# KDS detailing / Black Jag XJR G Techniq detail



## Kelly @ KDS (Aug 4, 2008)

Hi Guys :wave:

Next instalment from the KDS crew is a supercharged Black Jag XJR :driver:

The owner originally contacts KDS for a detail and wheel refurbishment.

The request was for a KDS Platinum Detail on the big Cat, the car was delivered to use be independent driver sourced by the owner.

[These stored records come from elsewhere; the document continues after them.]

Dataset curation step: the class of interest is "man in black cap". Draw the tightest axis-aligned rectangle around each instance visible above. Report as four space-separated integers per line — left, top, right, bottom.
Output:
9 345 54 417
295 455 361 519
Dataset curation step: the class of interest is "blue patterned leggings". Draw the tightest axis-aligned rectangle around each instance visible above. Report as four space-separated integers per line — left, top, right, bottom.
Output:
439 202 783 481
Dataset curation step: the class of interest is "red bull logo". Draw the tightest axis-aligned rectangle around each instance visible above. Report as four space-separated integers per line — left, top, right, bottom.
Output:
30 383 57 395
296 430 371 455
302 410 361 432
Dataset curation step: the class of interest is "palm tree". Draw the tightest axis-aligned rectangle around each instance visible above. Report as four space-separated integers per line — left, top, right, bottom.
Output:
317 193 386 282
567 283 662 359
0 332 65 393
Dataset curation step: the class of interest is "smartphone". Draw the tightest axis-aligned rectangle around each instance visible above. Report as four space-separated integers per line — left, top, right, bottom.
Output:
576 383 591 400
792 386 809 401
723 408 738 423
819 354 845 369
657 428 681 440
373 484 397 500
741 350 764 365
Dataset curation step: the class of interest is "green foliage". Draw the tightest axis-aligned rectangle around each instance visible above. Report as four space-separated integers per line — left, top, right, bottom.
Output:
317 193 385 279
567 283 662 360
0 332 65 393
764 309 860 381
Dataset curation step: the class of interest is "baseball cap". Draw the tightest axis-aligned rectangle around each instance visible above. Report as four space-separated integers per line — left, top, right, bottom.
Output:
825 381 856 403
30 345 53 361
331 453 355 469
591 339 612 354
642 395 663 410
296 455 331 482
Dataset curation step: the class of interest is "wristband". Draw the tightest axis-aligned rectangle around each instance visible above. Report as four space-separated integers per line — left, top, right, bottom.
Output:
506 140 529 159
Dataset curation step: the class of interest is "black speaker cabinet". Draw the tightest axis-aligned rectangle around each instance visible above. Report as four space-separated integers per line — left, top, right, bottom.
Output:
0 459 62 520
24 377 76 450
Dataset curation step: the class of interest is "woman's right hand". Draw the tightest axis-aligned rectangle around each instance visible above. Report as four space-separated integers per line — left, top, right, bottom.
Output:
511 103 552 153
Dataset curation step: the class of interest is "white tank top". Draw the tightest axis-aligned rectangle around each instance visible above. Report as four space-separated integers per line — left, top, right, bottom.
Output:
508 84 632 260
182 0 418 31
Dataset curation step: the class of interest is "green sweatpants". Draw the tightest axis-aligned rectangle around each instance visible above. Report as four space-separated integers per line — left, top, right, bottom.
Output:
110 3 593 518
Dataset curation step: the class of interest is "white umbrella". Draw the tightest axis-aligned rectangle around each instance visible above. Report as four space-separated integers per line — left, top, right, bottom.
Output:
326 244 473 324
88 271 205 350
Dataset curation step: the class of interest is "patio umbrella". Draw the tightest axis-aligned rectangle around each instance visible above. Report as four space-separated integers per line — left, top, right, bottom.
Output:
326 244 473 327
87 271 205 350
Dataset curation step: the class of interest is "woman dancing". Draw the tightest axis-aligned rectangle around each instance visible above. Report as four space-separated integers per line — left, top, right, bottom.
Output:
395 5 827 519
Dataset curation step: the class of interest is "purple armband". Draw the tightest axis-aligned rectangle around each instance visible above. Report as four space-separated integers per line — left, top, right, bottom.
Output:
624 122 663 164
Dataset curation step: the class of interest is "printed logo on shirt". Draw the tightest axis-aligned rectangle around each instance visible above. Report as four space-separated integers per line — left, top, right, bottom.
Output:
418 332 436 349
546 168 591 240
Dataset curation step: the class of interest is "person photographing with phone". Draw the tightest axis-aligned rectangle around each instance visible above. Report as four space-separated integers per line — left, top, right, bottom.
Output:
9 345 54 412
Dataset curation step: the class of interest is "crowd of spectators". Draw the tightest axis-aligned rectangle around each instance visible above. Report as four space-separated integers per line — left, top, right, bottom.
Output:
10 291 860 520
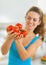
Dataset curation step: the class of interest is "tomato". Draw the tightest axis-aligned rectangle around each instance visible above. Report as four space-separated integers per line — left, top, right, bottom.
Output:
17 31 21 36
12 26 19 32
16 23 22 29
21 29 27 37
7 25 13 32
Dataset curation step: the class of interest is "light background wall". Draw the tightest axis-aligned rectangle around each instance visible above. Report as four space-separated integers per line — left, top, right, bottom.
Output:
0 0 46 60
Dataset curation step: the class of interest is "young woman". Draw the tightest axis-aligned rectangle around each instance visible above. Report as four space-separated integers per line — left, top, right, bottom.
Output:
1 6 44 65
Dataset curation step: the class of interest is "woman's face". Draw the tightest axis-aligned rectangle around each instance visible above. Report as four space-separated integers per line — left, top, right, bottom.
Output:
26 11 40 31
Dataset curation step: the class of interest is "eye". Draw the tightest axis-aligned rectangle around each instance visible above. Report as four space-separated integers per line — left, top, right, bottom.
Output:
27 17 31 20
33 18 37 22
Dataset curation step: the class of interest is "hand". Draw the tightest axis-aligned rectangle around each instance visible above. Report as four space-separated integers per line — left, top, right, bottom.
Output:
14 34 23 40
7 30 17 40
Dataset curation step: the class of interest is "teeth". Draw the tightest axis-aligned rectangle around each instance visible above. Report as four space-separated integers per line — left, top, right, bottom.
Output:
29 24 32 26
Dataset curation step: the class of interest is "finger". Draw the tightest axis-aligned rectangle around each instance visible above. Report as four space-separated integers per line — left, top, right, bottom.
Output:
8 30 13 34
20 34 23 38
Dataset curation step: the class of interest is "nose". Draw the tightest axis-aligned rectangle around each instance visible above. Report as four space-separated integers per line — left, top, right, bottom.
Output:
29 19 33 24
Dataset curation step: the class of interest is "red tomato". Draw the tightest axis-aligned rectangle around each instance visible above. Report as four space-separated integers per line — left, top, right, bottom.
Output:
12 26 19 32
21 29 27 37
16 23 22 29
17 31 21 36
7 25 13 32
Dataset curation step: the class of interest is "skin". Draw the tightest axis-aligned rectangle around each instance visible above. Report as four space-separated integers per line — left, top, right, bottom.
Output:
1 11 42 60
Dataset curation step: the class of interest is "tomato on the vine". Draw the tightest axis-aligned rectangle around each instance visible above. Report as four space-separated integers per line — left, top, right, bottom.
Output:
21 29 27 37
7 25 13 32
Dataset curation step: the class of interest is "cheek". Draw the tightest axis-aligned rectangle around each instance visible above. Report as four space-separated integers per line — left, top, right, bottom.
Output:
26 21 30 25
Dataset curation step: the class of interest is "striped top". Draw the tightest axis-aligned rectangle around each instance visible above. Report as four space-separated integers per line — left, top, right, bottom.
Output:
8 35 39 65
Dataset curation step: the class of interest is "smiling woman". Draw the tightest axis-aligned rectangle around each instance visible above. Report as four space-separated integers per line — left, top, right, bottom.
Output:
1 6 44 65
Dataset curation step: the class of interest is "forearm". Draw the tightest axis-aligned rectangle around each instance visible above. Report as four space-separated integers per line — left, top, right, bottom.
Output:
15 41 29 60
1 38 12 55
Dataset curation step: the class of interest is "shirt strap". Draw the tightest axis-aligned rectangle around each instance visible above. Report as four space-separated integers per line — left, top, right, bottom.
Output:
25 34 40 49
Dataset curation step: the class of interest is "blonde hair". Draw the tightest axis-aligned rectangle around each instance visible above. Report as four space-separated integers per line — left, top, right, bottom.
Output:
26 6 44 40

After the car was delivered and we had chance to inspect the car i contacted the owner by email to say that the car in current condition did not warrant a Platinum detail and to go for the Gold detail , the reply back was to do whatever i though was best . :thumb:

The decision was to go for gold with a few extras added this way did not cost the same as the platinum package but the car got the care it needed , i think sometimes you can go way over the top when some cars just don't need it , i guess it's not many companies that down sell their services thou 

The extras where 4 wheel refurbish / calliper repaint / leather deep clean / and lastly G techniq products of the car (which i am glad happened) and will see in action later on in this write up.

Right the befores then




















































































































































































I have skipped out the during pictures and jumped straight to the afters all will come apparent later in this write up.

The afters















































































































































The owner of the Jag showing interest in the Veyron










Now the owner a few months later contacted me to ask to have a wheel refurb as there was small chip in the paint surface of the wheel / 2 front tyres and tracking alignment. 
So the car was all booked in for a couple of week's time for the email date.
The owner works out of the country which is why most of the visits to KDS for collection and drop off of the car are done by paid drivers and not the owner.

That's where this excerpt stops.